# measure zero

• Dec 6th 2009, 02:07 PM
poincare4223
measure zero
Let $(X, \mathcal{B}, \mu)$ be a measure space and $f : X \rightarrow \mathbb{R}\cup \{ \infty \}$ be a non-negative integrable function. Prove that $\mu (\{ x : f(x)=\infty \}) =0$.

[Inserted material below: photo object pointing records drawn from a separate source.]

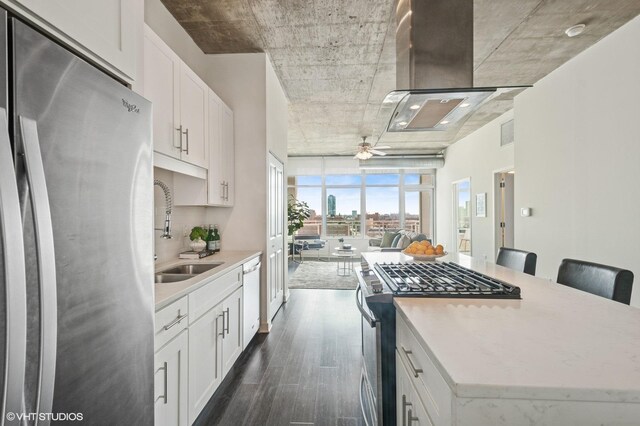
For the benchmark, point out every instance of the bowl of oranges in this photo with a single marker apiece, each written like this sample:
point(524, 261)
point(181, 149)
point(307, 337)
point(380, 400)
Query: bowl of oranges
point(423, 250)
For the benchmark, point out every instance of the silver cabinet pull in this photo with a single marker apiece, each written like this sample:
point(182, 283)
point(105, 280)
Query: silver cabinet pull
point(14, 274)
point(410, 418)
point(221, 315)
point(405, 404)
point(226, 326)
point(46, 260)
point(179, 130)
point(176, 321)
point(166, 385)
point(186, 133)
point(416, 371)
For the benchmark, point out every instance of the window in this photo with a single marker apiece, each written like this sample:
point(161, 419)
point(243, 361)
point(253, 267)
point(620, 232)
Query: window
point(383, 204)
point(364, 205)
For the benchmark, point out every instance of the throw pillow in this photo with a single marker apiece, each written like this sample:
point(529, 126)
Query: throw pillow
point(403, 242)
point(387, 239)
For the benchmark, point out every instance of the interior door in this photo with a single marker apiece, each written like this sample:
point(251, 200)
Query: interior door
point(275, 243)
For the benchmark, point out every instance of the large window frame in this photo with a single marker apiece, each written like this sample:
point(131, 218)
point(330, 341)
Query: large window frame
point(403, 189)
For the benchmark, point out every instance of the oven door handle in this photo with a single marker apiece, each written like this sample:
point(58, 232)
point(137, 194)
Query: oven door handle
point(372, 322)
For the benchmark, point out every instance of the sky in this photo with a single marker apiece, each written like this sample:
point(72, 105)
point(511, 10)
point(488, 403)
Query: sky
point(383, 200)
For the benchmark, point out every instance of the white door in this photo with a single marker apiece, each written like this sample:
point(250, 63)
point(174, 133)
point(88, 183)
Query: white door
point(275, 240)
point(162, 88)
point(205, 364)
point(170, 382)
point(194, 102)
point(232, 341)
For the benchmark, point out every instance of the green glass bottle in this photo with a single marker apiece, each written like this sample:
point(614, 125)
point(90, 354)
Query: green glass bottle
point(210, 241)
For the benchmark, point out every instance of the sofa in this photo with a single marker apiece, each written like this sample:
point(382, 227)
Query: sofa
point(307, 242)
point(395, 240)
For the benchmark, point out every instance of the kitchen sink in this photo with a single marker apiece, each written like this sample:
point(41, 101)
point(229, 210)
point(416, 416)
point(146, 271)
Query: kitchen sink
point(172, 278)
point(192, 268)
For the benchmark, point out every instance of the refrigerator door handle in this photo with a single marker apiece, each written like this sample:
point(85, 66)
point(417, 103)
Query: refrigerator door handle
point(46, 262)
point(15, 276)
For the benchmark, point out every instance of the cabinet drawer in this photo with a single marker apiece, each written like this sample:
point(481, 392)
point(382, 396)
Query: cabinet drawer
point(209, 295)
point(170, 321)
point(433, 391)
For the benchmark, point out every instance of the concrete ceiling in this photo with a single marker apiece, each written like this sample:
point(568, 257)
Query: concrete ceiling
point(336, 58)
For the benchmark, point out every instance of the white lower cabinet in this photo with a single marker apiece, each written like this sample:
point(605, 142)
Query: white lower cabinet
point(409, 407)
point(205, 374)
point(232, 336)
point(170, 393)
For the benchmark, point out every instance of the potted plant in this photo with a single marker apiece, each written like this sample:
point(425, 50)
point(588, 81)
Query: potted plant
point(197, 237)
point(297, 212)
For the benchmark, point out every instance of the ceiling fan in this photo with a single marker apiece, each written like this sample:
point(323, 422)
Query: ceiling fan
point(366, 151)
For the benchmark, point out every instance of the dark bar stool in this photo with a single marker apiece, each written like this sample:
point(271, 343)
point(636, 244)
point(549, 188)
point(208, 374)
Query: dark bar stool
point(519, 260)
point(601, 280)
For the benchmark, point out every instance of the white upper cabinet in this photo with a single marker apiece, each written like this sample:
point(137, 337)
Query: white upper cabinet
point(180, 104)
point(104, 30)
point(162, 88)
point(221, 152)
point(193, 116)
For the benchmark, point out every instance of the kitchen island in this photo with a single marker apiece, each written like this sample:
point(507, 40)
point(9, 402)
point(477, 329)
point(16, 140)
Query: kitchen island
point(557, 356)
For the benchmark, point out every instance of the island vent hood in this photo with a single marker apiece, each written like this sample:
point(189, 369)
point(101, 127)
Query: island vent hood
point(434, 67)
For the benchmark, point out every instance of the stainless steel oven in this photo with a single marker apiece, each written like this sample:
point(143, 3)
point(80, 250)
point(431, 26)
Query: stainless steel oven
point(370, 391)
point(377, 387)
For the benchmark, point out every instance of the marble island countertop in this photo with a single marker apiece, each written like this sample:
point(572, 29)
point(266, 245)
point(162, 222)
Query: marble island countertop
point(167, 293)
point(557, 343)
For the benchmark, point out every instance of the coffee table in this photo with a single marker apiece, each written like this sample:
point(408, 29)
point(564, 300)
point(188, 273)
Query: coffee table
point(345, 257)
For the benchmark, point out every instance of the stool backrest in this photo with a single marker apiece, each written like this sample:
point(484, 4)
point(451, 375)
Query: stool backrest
point(602, 280)
point(518, 260)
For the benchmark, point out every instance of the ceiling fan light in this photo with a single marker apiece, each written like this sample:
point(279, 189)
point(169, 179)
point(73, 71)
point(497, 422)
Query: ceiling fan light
point(364, 155)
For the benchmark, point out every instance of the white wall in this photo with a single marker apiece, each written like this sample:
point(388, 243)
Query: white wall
point(239, 79)
point(577, 158)
point(477, 156)
point(180, 217)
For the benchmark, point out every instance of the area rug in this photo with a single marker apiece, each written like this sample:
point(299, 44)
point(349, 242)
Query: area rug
point(310, 274)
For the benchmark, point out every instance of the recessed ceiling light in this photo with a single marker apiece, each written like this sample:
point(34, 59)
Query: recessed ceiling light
point(575, 30)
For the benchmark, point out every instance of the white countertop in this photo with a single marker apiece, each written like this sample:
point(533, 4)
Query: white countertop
point(167, 293)
point(556, 343)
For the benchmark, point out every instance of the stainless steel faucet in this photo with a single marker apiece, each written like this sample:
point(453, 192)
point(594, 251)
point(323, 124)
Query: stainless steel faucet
point(166, 230)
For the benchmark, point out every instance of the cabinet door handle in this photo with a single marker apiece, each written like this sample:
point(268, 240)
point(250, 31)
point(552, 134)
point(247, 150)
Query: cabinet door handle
point(405, 404)
point(166, 385)
point(227, 323)
point(186, 133)
point(221, 315)
point(179, 130)
point(416, 371)
point(175, 321)
point(410, 418)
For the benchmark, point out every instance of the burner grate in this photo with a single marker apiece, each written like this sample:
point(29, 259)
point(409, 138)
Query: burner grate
point(442, 279)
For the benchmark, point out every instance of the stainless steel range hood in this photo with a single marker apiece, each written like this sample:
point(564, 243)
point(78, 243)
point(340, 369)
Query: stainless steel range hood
point(434, 68)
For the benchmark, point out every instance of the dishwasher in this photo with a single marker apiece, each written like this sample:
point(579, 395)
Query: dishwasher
point(251, 299)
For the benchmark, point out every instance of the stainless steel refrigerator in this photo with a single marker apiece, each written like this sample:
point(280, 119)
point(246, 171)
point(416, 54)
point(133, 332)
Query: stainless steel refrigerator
point(76, 256)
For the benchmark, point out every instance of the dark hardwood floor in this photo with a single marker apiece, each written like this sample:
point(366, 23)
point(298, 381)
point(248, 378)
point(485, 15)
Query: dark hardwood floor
point(306, 371)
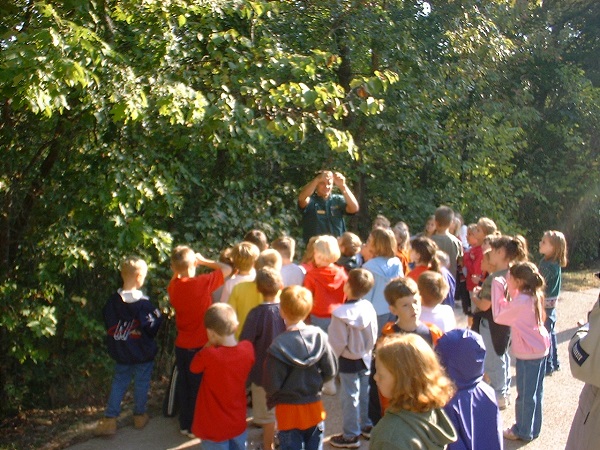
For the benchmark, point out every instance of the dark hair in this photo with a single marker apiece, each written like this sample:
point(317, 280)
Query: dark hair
point(360, 281)
point(426, 249)
point(268, 281)
point(514, 247)
point(221, 318)
point(444, 216)
point(398, 288)
point(531, 283)
point(258, 238)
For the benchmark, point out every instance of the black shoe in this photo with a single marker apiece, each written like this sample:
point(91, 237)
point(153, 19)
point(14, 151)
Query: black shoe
point(341, 442)
point(366, 432)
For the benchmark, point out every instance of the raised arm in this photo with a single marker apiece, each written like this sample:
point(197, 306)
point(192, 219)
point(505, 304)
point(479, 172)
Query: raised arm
point(215, 265)
point(351, 203)
point(309, 189)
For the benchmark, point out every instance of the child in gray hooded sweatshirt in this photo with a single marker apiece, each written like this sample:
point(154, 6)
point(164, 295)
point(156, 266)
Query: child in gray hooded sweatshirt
point(352, 335)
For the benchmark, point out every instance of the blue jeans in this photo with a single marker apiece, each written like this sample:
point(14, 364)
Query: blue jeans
point(496, 367)
point(237, 443)
point(530, 391)
point(321, 322)
point(141, 374)
point(552, 363)
point(188, 384)
point(355, 402)
point(309, 439)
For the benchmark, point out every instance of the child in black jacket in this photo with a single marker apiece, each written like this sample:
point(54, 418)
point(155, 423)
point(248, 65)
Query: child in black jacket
point(131, 322)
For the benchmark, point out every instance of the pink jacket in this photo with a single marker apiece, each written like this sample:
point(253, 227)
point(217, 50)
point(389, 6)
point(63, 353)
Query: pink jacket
point(530, 340)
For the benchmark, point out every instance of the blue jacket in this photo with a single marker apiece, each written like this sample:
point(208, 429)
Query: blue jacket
point(131, 323)
point(473, 410)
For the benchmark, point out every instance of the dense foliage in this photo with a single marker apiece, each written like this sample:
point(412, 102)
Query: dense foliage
point(130, 126)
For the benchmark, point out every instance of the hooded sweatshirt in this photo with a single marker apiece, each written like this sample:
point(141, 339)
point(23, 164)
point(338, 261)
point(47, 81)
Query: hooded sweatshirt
point(297, 364)
point(383, 270)
point(327, 286)
point(473, 410)
point(404, 430)
point(353, 331)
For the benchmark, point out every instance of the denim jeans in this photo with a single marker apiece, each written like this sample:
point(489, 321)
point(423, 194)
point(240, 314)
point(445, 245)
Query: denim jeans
point(309, 439)
point(355, 402)
point(237, 443)
point(188, 384)
point(321, 322)
point(496, 367)
point(552, 363)
point(530, 391)
point(141, 374)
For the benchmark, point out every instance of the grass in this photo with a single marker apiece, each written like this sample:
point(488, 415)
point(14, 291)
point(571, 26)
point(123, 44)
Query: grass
point(581, 279)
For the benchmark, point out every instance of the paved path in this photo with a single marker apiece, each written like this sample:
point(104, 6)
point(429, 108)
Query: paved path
point(560, 401)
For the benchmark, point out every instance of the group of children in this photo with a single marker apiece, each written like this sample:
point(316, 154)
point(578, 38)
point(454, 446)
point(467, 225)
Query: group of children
point(378, 317)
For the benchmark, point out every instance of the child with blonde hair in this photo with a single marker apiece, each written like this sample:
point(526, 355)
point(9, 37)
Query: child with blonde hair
point(263, 324)
point(433, 288)
point(245, 295)
point(297, 364)
point(350, 246)
point(220, 414)
point(402, 239)
point(384, 266)
point(553, 248)
point(505, 251)
point(423, 253)
point(402, 296)
point(410, 375)
point(352, 335)
point(243, 255)
point(291, 273)
point(520, 304)
point(326, 281)
point(190, 296)
point(131, 323)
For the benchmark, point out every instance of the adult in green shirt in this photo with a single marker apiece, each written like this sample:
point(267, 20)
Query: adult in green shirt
point(322, 211)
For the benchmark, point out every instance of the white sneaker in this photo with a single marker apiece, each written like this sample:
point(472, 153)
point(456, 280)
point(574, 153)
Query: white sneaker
point(329, 387)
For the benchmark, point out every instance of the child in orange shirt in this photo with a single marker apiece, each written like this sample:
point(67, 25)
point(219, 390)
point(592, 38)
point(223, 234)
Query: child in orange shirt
point(298, 362)
point(326, 281)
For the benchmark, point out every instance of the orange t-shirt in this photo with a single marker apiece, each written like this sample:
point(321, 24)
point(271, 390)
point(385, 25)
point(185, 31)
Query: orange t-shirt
point(191, 297)
point(299, 417)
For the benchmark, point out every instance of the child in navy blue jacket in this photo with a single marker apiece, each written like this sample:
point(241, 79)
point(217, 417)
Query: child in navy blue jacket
point(131, 323)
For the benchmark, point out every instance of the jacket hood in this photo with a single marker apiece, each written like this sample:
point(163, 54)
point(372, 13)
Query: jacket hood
point(462, 353)
point(330, 278)
point(355, 317)
point(385, 267)
point(432, 429)
point(302, 348)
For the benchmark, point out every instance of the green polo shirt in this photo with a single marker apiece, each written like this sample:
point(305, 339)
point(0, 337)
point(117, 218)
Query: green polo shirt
point(324, 216)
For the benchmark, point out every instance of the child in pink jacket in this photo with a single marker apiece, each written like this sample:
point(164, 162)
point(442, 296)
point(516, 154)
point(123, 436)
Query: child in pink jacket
point(518, 301)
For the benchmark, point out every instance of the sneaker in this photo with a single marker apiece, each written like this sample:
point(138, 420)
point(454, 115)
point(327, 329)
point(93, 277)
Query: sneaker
point(510, 435)
point(503, 402)
point(188, 433)
point(340, 441)
point(329, 387)
point(366, 432)
point(106, 426)
point(140, 420)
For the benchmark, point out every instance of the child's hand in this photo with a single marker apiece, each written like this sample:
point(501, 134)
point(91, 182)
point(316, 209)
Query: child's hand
point(199, 259)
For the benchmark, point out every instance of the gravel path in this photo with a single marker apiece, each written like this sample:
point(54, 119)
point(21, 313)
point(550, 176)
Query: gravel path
point(560, 401)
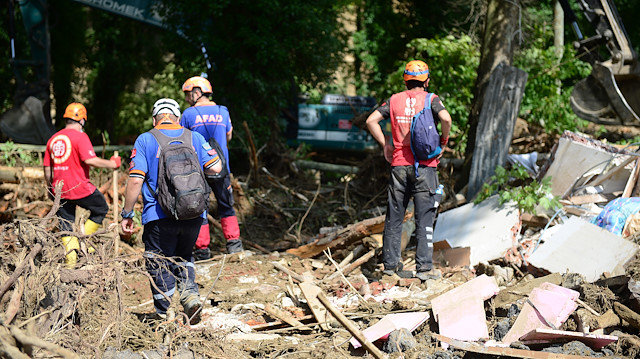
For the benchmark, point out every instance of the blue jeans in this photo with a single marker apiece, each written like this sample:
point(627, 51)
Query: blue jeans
point(403, 185)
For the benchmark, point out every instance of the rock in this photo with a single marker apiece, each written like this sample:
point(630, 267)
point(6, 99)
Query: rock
point(400, 340)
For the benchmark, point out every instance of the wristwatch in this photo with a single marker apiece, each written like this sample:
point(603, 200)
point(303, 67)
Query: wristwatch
point(124, 214)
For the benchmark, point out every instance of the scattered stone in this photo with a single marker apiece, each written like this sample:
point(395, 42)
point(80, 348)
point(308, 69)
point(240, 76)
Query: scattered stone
point(400, 340)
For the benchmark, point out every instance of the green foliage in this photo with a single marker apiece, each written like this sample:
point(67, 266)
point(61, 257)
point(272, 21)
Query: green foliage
point(527, 195)
point(134, 116)
point(550, 78)
point(262, 52)
point(11, 155)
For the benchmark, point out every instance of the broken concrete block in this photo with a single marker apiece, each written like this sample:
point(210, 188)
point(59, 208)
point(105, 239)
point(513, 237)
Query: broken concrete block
point(460, 311)
point(548, 306)
point(522, 289)
point(389, 323)
point(487, 228)
point(576, 157)
point(582, 247)
point(400, 340)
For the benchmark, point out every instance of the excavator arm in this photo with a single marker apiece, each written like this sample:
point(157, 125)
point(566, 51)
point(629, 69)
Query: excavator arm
point(29, 121)
point(611, 93)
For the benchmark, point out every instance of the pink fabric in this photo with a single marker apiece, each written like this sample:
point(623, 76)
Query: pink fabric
point(230, 228)
point(204, 238)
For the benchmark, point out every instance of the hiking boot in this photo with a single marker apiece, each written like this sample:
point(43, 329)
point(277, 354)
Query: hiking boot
point(152, 318)
point(430, 274)
point(192, 309)
point(234, 246)
point(398, 271)
point(201, 254)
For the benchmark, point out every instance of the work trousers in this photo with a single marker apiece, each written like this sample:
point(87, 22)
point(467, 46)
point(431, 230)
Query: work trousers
point(168, 246)
point(94, 203)
point(403, 185)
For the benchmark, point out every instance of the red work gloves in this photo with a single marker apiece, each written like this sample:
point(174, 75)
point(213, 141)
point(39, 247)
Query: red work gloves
point(117, 160)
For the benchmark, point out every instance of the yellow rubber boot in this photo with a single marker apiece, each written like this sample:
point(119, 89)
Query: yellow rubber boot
point(90, 227)
point(71, 245)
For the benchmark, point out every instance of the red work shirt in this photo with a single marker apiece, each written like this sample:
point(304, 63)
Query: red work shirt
point(401, 108)
point(66, 152)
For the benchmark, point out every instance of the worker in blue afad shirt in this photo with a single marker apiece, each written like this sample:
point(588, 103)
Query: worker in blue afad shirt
point(212, 121)
point(168, 242)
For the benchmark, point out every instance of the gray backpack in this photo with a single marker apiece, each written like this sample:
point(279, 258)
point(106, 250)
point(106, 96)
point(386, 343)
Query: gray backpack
point(182, 190)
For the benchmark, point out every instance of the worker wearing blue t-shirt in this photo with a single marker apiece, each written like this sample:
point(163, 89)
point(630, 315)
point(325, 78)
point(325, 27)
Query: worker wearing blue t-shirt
point(168, 242)
point(212, 121)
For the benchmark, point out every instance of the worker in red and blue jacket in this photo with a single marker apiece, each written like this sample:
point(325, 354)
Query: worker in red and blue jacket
point(214, 123)
point(406, 181)
point(168, 242)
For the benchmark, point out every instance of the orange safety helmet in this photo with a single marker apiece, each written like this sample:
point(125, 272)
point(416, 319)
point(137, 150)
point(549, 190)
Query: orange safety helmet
point(75, 111)
point(416, 70)
point(197, 81)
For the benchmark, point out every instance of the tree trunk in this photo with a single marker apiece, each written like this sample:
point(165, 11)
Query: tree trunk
point(501, 28)
point(497, 120)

This seems pretty simple. However, I don't know how to prove that a set has measure zero. I know that if it is integrable then the integral is finite. However, I don't see how the set would have to have measure zero right now.
• Dec 9th 2009, 03:14 AM
Moo
Hello,

Let $A_n=\{x\in X ~:~ f(x) \geq n\}$

We have $f_n=f \cdot \bold{1}_{A_n} \xrightarrow[n\to\infty]{} 0$ and we also have $|f_n|\leq f$, which is integrable.
So by Lebesgue's dominated convergence theorem, we have $\int_{A_n} f ~d\mu=\int_X f_n ~d\mu \xrightarrow[n\to\infty]{} 0$

Then note that $\int_X f \cdot\bold{1}_{A_n} ~d\mu=\int_X f \cdot \bold{1}_{f\geq n} ~dmu\geq \int_X n \cdot \bold{1}_{A_n} ~d\mu=n\mu(A_n)>0$

Since the first term goes to 0, and that the last term is >0, we get that $\lim_{n\to\infty} n \mu(A_n)=0$

So obviously, $\lim_{n\to\infty} \mu(A_n)=0$

And finally, see that $\{f=\infty\}=\bigcap_{n\geq 1} A_n$

and you should be done...